— Ну и что? — спросила она, с легким вызовом подняв голову. — Что там насчет моей жизни?
Мэддок опустил голову.
«Я собирался сказать, что вы скоро можете ее потерять, — подумал он. — И даже подразнить вас этой потерей, побольнее уколоть этим сокрушающим известием, чтобы немного сбить ваш гонор».
— Простите, — сказал он наконец. — Я говорил немного не то. Дайте мне время все обдумать.
— Время? Минуту, столетие, эпоху? — Она щелкнула пальцами. — Вот столько?
Он непроизвольно фыркнул:
— Да.
Она наклонила голову набок.
— Ну и как? В будущем интересно? Как оно выглядит в двадцать втором столетии?
Мэддок внимательно посмотрел на нее.
— Я не оттуда.
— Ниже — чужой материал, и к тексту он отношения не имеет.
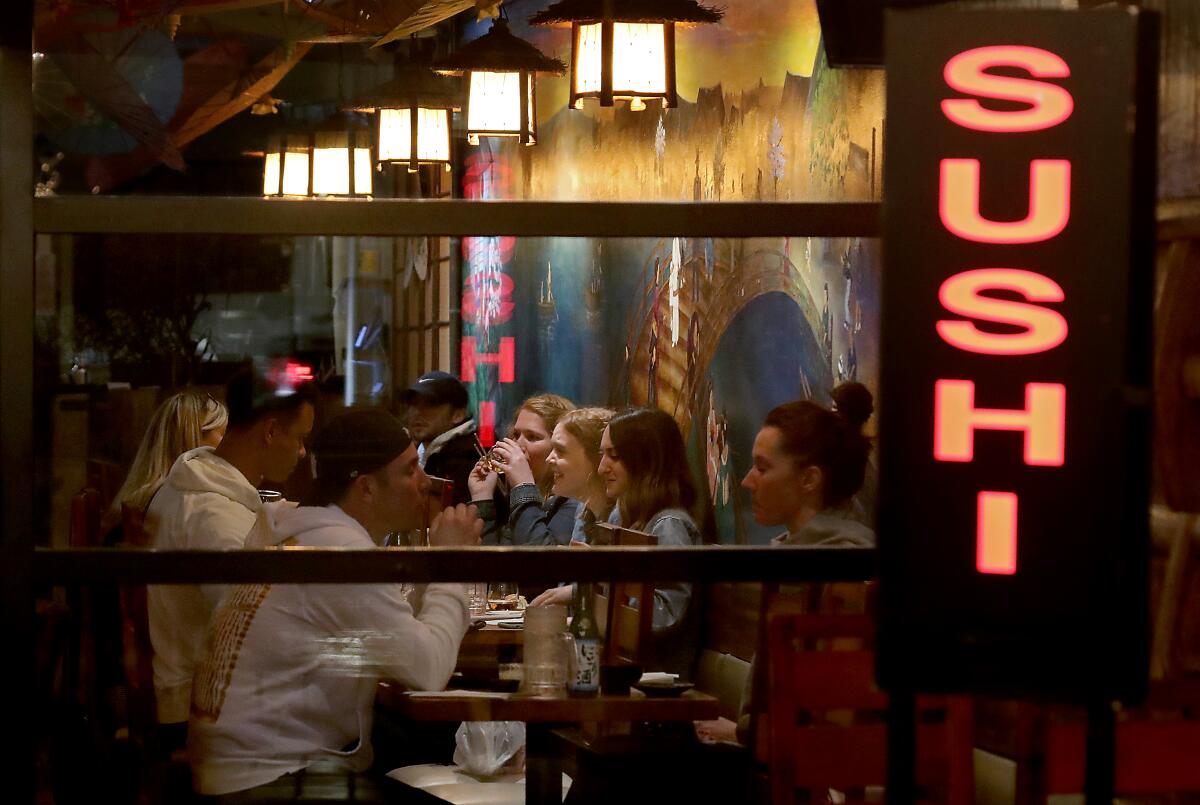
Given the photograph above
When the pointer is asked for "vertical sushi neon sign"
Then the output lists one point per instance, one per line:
(1032, 326)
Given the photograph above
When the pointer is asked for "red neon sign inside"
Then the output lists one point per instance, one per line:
(1043, 421)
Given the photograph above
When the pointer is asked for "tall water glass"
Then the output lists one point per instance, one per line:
(545, 650)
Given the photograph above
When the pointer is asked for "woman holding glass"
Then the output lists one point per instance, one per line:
(521, 510)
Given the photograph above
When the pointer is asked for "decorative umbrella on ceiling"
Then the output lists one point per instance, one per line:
(108, 91)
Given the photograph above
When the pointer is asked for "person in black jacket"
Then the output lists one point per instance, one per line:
(438, 420)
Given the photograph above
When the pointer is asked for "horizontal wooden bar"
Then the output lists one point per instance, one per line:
(403, 217)
(544, 565)
(1179, 218)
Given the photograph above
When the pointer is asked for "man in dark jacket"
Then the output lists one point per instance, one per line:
(438, 420)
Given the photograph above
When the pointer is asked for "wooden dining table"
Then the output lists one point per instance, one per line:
(543, 715)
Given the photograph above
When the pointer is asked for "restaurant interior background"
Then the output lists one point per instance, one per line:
(693, 325)
(690, 325)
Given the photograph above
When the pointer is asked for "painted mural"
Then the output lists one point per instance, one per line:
(715, 331)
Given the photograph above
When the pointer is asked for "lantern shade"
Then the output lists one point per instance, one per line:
(334, 160)
(413, 119)
(624, 49)
(429, 128)
(287, 164)
(502, 71)
(341, 157)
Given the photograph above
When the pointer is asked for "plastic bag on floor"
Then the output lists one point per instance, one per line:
(483, 748)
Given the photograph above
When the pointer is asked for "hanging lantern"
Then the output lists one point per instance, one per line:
(414, 113)
(501, 73)
(341, 157)
(287, 164)
(624, 49)
(333, 160)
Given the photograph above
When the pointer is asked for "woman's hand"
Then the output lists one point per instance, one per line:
(481, 481)
(516, 464)
(553, 595)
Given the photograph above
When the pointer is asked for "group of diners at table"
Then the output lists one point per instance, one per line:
(267, 683)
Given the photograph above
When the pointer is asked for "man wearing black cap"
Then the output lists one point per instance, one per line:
(437, 419)
(283, 697)
(209, 502)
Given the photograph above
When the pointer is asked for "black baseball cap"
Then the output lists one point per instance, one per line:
(437, 388)
(358, 442)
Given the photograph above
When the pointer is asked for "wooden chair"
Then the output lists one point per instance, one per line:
(439, 497)
(1157, 743)
(827, 719)
(162, 778)
(625, 610)
(79, 662)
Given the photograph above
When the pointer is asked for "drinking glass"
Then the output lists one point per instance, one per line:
(477, 599)
(545, 650)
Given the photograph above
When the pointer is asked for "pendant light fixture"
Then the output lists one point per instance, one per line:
(341, 156)
(624, 49)
(501, 71)
(413, 118)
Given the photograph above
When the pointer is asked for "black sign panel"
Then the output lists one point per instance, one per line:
(1019, 202)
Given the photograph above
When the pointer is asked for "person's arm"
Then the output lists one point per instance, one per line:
(534, 521)
(671, 599)
(219, 524)
(455, 462)
(417, 648)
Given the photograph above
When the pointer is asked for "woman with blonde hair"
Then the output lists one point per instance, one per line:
(183, 421)
(522, 510)
(643, 466)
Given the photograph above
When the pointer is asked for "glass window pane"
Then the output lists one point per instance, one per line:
(714, 331)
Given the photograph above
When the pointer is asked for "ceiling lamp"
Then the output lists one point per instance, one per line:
(501, 72)
(624, 49)
(413, 119)
(287, 164)
(341, 156)
(333, 160)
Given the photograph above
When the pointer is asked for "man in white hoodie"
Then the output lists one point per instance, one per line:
(209, 502)
(286, 690)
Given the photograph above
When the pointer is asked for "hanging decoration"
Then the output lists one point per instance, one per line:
(501, 71)
(413, 118)
(624, 49)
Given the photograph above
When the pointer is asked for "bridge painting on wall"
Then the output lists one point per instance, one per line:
(715, 331)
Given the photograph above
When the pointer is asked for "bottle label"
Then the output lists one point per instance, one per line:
(585, 670)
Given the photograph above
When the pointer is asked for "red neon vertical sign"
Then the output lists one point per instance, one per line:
(996, 533)
(1041, 329)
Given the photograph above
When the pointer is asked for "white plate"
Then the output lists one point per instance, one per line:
(502, 614)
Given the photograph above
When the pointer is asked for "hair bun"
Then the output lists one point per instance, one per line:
(855, 402)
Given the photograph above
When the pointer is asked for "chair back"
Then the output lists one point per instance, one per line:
(137, 652)
(87, 508)
(627, 607)
(827, 718)
(439, 497)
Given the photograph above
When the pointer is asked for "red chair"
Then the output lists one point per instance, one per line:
(827, 724)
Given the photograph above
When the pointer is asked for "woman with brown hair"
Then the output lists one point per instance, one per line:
(574, 456)
(643, 467)
(808, 462)
(522, 510)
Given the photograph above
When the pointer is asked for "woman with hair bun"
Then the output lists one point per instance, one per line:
(808, 462)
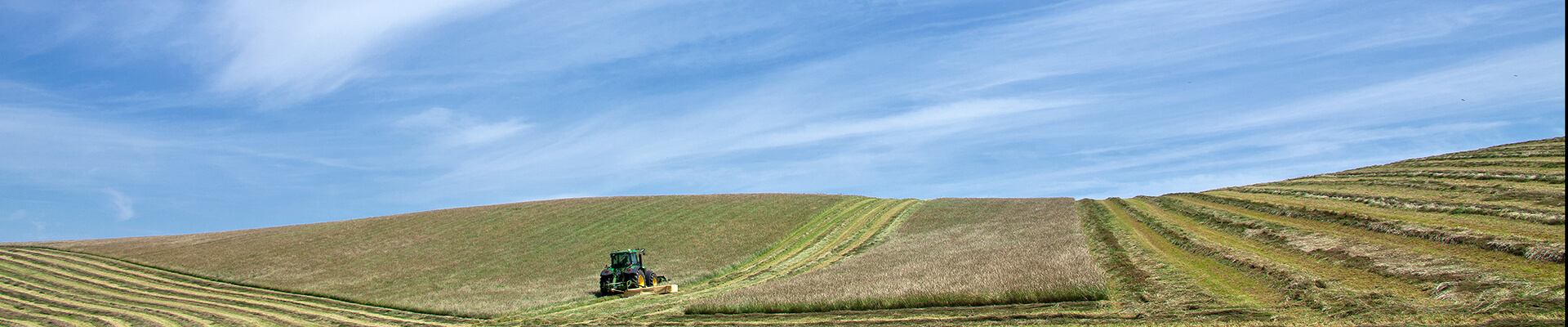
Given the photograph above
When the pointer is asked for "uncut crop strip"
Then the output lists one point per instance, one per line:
(835, 233)
(1486, 190)
(74, 284)
(1552, 178)
(1285, 263)
(1510, 236)
(1537, 216)
(87, 280)
(1392, 262)
(855, 233)
(1503, 265)
(831, 225)
(337, 308)
(1203, 271)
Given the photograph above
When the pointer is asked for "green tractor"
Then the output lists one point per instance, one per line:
(626, 272)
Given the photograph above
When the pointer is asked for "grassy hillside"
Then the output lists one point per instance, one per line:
(951, 252)
(487, 260)
(1446, 240)
(41, 286)
(1459, 240)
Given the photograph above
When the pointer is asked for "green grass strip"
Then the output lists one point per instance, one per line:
(1222, 280)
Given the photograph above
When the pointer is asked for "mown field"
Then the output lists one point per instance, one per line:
(1460, 238)
(42, 286)
(482, 262)
(1470, 238)
(952, 252)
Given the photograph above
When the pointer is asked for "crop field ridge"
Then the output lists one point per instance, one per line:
(63, 288)
(825, 240)
(1471, 238)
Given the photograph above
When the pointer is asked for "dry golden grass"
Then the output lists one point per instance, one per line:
(485, 260)
(949, 252)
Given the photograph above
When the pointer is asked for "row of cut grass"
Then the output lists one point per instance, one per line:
(257, 298)
(1352, 279)
(1501, 263)
(1218, 279)
(949, 252)
(480, 262)
(826, 238)
(73, 286)
(1501, 235)
(184, 282)
(1428, 202)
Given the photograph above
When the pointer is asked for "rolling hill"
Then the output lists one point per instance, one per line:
(1470, 238)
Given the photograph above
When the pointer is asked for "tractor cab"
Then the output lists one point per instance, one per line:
(626, 258)
(626, 272)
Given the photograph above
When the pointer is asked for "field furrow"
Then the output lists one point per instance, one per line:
(1501, 235)
(825, 240)
(78, 289)
(1214, 277)
(54, 316)
(93, 285)
(57, 293)
(314, 306)
(1374, 197)
(1455, 173)
(1508, 266)
(117, 313)
(22, 311)
(1294, 263)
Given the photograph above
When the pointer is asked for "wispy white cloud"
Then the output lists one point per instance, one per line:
(460, 131)
(298, 49)
(122, 204)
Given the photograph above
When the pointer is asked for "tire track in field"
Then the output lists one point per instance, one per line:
(52, 293)
(33, 296)
(153, 296)
(835, 233)
(172, 298)
(1504, 263)
(1344, 275)
(306, 302)
(259, 304)
(56, 282)
(1209, 274)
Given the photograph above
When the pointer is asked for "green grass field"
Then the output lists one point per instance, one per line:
(1470, 238)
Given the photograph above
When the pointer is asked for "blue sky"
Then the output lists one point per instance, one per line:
(146, 117)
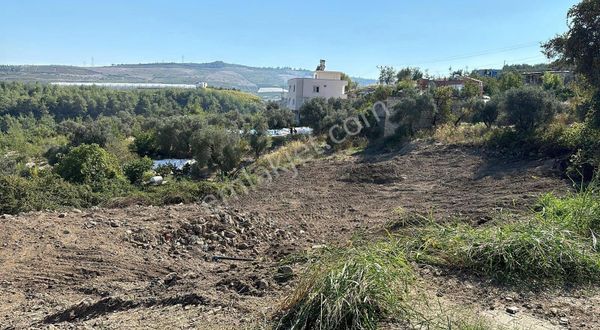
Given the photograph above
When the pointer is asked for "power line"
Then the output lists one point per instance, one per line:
(482, 53)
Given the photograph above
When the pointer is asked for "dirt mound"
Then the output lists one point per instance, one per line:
(377, 173)
(223, 231)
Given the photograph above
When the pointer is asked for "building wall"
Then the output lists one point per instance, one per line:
(302, 89)
(333, 75)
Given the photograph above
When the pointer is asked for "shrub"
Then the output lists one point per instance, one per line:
(45, 191)
(489, 112)
(135, 169)
(216, 147)
(259, 142)
(90, 165)
(353, 289)
(529, 108)
(525, 253)
(578, 212)
(530, 252)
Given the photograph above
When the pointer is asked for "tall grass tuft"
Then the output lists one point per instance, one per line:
(352, 289)
(529, 252)
(579, 212)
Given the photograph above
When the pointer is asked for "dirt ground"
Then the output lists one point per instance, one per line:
(151, 267)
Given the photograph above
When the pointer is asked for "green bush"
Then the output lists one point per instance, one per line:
(46, 191)
(578, 212)
(353, 289)
(488, 113)
(181, 191)
(135, 169)
(531, 253)
(90, 165)
(529, 108)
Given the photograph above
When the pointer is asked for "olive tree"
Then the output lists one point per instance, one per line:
(529, 108)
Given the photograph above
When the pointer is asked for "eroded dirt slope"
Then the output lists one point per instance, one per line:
(153, 267)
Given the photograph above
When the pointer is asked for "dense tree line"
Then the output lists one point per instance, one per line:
(81, 102)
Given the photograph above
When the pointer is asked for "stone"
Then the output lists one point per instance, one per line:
(284, 274)
(512, 310)
(262, 284)
(285, 270)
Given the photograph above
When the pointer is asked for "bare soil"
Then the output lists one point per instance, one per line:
(155, 267)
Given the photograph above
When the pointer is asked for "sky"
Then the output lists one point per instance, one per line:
(353, 36)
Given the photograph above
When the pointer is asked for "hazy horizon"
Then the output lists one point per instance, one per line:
(352, 38)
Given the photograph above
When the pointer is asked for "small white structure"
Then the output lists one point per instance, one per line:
(156, 180)
(325, 84)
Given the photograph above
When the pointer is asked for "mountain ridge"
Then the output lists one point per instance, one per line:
(216, 74)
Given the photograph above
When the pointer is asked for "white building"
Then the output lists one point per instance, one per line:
(325, 84)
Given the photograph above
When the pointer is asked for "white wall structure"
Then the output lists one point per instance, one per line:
(325, 84)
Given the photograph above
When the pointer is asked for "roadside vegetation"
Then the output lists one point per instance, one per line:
(76, 147)
(555, 246)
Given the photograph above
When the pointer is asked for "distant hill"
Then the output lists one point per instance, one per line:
(217, 74)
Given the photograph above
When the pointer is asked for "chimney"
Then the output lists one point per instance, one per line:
(321, 66)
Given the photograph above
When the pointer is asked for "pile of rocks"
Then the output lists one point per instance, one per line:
(220, 231)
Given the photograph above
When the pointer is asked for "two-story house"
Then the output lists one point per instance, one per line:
(325, 84)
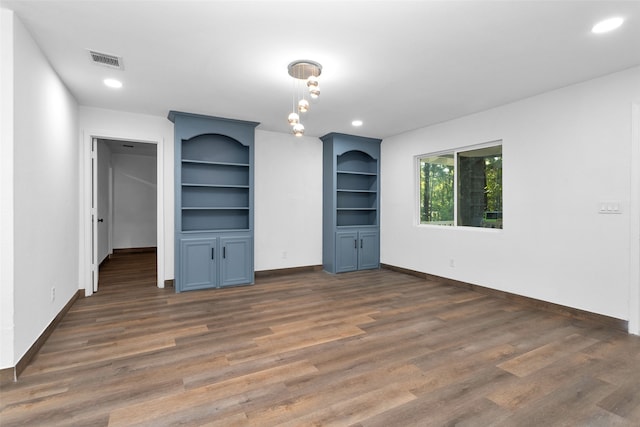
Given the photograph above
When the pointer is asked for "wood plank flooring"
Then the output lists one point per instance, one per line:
(373, 348)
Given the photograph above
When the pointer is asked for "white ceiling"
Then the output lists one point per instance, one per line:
(396, 65)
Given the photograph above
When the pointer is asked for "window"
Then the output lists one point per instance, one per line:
(462, 187)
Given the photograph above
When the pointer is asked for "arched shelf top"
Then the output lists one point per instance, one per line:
(356, 161)
(214, 147)
(189, 125)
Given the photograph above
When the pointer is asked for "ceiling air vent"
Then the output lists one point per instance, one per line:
(105, 59)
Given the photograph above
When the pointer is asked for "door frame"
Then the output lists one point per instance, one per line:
(86, 266)
(634, 224)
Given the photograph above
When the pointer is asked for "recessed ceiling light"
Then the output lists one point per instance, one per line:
(607, 25)
(116, 84)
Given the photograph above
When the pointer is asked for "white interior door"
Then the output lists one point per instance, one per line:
(94, 214)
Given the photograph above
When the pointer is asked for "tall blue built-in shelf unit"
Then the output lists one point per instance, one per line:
(214, 160)
(351, 203)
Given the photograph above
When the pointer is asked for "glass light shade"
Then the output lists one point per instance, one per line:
(293, 119)
(607, 25)
(312, 81)
(298, 129)
(314, 92)
(303, 105)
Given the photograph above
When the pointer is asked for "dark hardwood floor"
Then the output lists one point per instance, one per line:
(373, 348)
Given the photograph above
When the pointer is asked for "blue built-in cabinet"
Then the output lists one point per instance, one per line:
(351, 203)
(214, 160)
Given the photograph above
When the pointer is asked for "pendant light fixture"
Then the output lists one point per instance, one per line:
(305, 75)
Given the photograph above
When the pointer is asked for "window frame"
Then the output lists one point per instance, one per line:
(453, 151)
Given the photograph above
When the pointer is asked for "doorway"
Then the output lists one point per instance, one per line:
(125, 203)
(102, 232)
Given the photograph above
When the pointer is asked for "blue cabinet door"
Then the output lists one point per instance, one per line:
(346, 251)
(368, 250)
(237, 262)
(198, 268)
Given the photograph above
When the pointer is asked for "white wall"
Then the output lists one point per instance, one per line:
(563, 152)
(134, 201)
(6, 189)
(288, 201)
(45, 214)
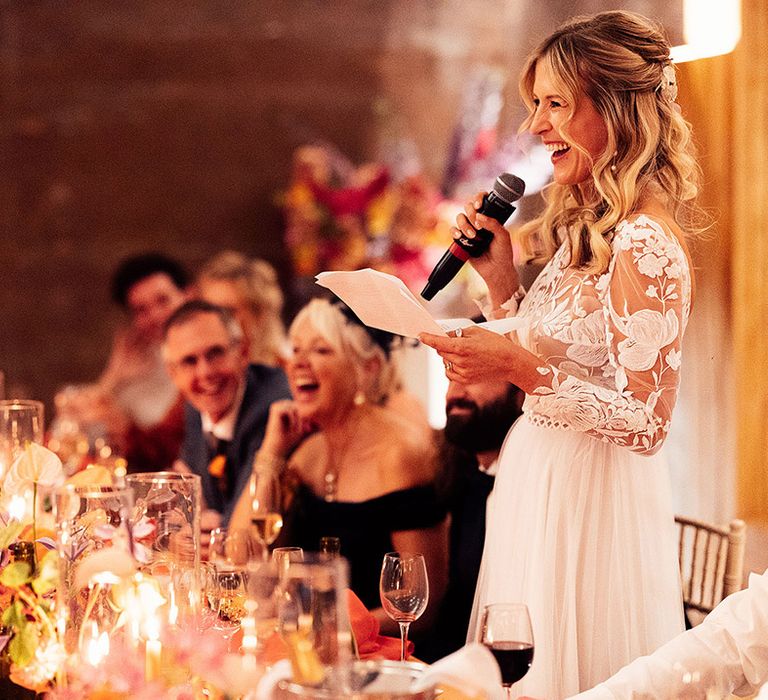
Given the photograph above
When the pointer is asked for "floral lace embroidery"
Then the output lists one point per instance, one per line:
(611, 342)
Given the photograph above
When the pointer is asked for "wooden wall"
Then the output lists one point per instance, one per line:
(127, 126)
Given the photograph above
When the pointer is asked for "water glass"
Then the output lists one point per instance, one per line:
(21, 422)
(94, 545)
(166, 519)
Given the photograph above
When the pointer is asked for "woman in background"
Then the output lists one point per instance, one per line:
(249, 288)
(364, 471)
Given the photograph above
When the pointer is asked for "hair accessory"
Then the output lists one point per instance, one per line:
(667, 88)
(383, 339)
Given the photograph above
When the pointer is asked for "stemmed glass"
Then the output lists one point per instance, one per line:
(229, 553)
(404, 591)
(264, 492)
(506, 630)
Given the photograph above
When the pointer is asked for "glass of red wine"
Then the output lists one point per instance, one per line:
(506, 631)
(404, 591)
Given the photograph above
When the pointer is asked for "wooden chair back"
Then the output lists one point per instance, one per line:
(711, 561)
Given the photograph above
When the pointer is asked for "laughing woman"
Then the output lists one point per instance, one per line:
(580, 524)
(365, 471)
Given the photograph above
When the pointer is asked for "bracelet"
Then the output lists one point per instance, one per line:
(265, 462)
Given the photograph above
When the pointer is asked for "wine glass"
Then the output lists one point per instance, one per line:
(404, 591)
(264, 492)
(506, 630)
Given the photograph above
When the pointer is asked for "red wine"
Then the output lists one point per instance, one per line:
(514, 659)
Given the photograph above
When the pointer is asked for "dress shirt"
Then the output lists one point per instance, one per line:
(224, 429)
(730, 647)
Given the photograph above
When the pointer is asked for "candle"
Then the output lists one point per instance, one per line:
(154, 651)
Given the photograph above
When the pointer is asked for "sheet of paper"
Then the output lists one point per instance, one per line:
(383, 301)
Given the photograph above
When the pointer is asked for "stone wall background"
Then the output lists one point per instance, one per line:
(169, 125)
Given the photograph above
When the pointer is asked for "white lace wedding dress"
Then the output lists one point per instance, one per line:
(580, 523)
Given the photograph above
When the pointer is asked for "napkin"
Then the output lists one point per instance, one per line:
(470, 672)
(365, 627)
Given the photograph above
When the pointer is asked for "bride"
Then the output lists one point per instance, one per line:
(580, 524)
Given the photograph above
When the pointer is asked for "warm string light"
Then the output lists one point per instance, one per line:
(710, 28)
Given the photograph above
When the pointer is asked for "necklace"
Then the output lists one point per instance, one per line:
(333, 464)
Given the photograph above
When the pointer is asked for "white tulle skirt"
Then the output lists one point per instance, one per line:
(582, 532)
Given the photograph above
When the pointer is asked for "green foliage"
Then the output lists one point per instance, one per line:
(47, 574)
(13, 616)
(23, 645)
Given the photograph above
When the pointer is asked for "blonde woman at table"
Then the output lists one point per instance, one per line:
(580, 523)
(365, 472)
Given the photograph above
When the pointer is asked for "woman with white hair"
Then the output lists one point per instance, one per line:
(365, 472)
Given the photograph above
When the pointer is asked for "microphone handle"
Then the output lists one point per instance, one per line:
(494, 207)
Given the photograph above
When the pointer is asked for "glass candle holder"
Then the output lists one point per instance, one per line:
(166, 521)
(21, 422)
(305, 603)
(95, 548)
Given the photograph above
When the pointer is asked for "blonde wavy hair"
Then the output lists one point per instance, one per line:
(617, 60)
(257, 285)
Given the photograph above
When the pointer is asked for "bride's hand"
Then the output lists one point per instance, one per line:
(496, 266)
(480, 355)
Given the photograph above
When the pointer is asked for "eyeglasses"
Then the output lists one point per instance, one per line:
(214, 356)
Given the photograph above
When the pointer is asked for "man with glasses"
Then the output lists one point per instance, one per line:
(227, 400)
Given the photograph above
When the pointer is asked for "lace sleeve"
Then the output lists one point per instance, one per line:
(646, 299)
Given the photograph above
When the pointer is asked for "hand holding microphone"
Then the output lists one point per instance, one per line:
(497, 205)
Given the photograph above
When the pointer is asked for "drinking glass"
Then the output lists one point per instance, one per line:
(21, 422)
(95, 547)
(265, 495)
(404, 591)
(505, 629)
(230, 548)
(166, 524)
(283, 556)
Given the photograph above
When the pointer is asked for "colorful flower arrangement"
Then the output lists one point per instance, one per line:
(339, 217)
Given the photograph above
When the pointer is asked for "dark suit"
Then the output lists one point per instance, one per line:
(263, 386)
(468, 490)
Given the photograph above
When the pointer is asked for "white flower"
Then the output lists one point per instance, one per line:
(673, 359)
(647, 333)
(652, 265)
(35, 465)
(673, 270)
(575, 404)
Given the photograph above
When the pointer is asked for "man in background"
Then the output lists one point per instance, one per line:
(227, 401)
(478, 418)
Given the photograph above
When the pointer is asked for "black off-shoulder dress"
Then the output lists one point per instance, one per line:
(364, 528)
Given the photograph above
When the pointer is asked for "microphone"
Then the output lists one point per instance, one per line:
(498, 205)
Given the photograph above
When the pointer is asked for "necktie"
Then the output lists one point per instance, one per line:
(217, 467)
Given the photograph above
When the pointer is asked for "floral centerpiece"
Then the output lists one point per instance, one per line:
(28, 569)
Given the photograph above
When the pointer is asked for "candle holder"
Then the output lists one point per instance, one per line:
(21, 422)
(170, 503)
(305, 603)
(95, 548)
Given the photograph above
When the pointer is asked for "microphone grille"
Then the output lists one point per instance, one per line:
(509, 187)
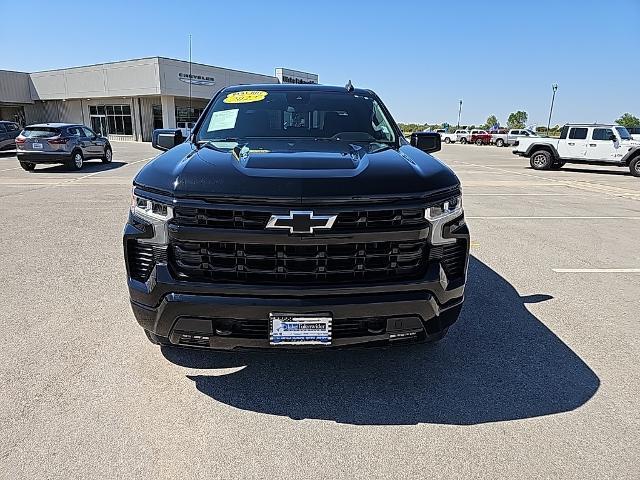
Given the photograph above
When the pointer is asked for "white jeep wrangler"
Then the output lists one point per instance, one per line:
(581, 143)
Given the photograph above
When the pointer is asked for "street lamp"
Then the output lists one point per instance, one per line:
(554, 87)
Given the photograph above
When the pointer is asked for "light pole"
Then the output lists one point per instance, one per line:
(554, 87)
Только… а какой же сейчас год?
— Год?
— Да.
Шарлин рассмеялась. Это был громкий порывистый смех. Мэддок не знал, как его интерпретировать.
— Вы — путешественник, совершающий чартерные рейсы взад-вперед на самодельном самолете времени. И вы не знаете, какой сейчас год. Потрясающе!
Последнее слово прозвучало с такой степенью сарказма, что Мэддок словно оказался в нокдауне. Он открыл было рот, чтобы дать ей отпор, но почувствовал, что, хоть ее слова и звучали с изрядной долей насмешки, у нее не было намерения обидеть или оскорбить его.
Мэддок еще раз внимательно посмотрел на нее, не в силах распознать причину ее столь глубокого скептицизма. Наконец он, начиная что-то понимать, спросил:
— Вас кто-то здорово обманул не так давно?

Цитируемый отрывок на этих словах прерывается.